Rather bluntly, this is a crutch, and it's actually adversarial to boot. If the GM is doing things at their whim to players just to make them paranoid or waste resources or maintain uncertainty, that's absolutely adversarial -- there's no reason to do it for the sake of the game. And that gets to the crutch part -- if you need these tricks to keep up tension or interest, then it's because your game isn't doing it on it's own. Up your game.

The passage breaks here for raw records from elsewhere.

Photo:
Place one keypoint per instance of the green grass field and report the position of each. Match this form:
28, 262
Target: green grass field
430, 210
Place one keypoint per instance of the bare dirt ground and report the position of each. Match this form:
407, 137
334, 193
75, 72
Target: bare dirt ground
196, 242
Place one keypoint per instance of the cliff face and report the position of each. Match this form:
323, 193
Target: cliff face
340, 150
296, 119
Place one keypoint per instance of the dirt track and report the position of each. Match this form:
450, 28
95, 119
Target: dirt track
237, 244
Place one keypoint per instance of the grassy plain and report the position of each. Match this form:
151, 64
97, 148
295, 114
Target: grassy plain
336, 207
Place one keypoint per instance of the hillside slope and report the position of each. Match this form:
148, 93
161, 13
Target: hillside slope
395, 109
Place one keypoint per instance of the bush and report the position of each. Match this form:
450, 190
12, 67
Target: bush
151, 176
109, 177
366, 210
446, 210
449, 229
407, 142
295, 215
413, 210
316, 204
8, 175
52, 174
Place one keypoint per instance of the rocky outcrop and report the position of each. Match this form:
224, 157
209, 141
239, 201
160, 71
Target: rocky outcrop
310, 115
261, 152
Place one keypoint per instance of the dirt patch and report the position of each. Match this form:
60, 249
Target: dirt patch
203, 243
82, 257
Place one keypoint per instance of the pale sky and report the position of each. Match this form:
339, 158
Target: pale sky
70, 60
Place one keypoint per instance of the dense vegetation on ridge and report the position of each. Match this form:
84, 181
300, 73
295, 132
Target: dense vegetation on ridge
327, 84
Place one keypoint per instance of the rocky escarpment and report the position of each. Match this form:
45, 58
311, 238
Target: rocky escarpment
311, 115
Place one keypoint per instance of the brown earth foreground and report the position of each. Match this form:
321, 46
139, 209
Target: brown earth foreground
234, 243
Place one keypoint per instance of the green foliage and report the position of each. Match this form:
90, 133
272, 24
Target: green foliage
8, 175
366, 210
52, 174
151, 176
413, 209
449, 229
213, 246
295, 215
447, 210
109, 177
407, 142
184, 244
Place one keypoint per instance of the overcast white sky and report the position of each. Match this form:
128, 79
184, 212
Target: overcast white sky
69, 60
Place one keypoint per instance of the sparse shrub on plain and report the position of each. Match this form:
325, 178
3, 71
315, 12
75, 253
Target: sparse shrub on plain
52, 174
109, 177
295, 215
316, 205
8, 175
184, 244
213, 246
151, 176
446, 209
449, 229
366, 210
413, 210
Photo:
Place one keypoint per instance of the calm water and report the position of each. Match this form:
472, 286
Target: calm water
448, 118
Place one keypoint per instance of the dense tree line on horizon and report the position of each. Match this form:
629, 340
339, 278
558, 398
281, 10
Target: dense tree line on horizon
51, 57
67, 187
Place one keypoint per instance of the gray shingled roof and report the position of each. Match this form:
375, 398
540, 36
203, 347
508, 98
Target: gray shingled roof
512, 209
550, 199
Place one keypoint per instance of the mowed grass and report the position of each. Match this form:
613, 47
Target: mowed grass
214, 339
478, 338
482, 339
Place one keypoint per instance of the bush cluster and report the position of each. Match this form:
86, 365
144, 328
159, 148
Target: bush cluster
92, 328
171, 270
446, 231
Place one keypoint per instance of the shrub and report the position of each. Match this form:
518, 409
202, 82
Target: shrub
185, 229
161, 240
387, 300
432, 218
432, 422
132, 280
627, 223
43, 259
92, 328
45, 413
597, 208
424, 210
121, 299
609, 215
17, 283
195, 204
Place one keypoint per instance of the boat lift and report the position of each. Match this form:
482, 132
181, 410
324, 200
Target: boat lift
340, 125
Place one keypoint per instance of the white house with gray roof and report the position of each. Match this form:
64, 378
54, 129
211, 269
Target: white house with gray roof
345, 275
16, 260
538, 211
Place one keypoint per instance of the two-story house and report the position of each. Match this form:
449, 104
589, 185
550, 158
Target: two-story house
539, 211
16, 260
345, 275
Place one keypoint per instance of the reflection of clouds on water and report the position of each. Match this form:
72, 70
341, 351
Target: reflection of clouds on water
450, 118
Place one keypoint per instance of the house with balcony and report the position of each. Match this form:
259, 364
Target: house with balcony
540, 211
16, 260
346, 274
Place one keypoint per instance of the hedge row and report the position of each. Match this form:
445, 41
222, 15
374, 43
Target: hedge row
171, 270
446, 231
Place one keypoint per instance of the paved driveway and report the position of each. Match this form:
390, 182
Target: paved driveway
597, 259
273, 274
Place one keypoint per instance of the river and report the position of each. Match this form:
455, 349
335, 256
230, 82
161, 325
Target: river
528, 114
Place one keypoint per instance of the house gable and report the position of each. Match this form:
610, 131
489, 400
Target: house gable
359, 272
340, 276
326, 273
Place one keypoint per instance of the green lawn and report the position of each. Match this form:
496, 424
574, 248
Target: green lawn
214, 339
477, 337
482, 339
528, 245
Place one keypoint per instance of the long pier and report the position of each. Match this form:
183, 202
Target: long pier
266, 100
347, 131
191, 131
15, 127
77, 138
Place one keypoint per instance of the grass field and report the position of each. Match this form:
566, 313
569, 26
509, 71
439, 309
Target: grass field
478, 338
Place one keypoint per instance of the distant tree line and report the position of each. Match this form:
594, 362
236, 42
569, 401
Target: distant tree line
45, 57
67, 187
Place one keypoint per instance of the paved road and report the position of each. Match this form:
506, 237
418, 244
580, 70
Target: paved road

Take caring about metagaming. This is absolutely adversarial. The player wants to play his character his way, and the GM is deciding that they want that character played a different way. This is directly about control over the character, and not in a cooperative manner. It's who gets to say what that character can do in any given moment -- the player has to receive GM permission to play their character their way. And it's entirely avoidable -- just don't build scenes where the scene depends on the players pretending they don't know things! Don't present trolls as a dangerous encounter that hinges on the players having to pretend to not use fire. Use trolls, absolutely, but don't make them a gimmick monster where pretending to not know the gimmick is important. Instead, put them in a place where their gimmick is reinforced by the location -- like being underwater (harder to use fire) or in a gas-filled cave, where use of fire is dangerous, or just change the gimmick. Metagaming is always going to be the fault of the GM for designing a scene where it's important to pretend you don't know things for the GM's idea to work to the GM's satisfaction. Note it's all about the GM, there, not the game or the players.
I used to care about metagaming. Then I stopped, and just changed my challenges to just not rely on metagaming not happening. Do you know what happened? It wasn't a glut of dirty metagaming, it was just a better game where I had less to worry about because I was no longer policing my players for metagaming. My game got, in all ways, better.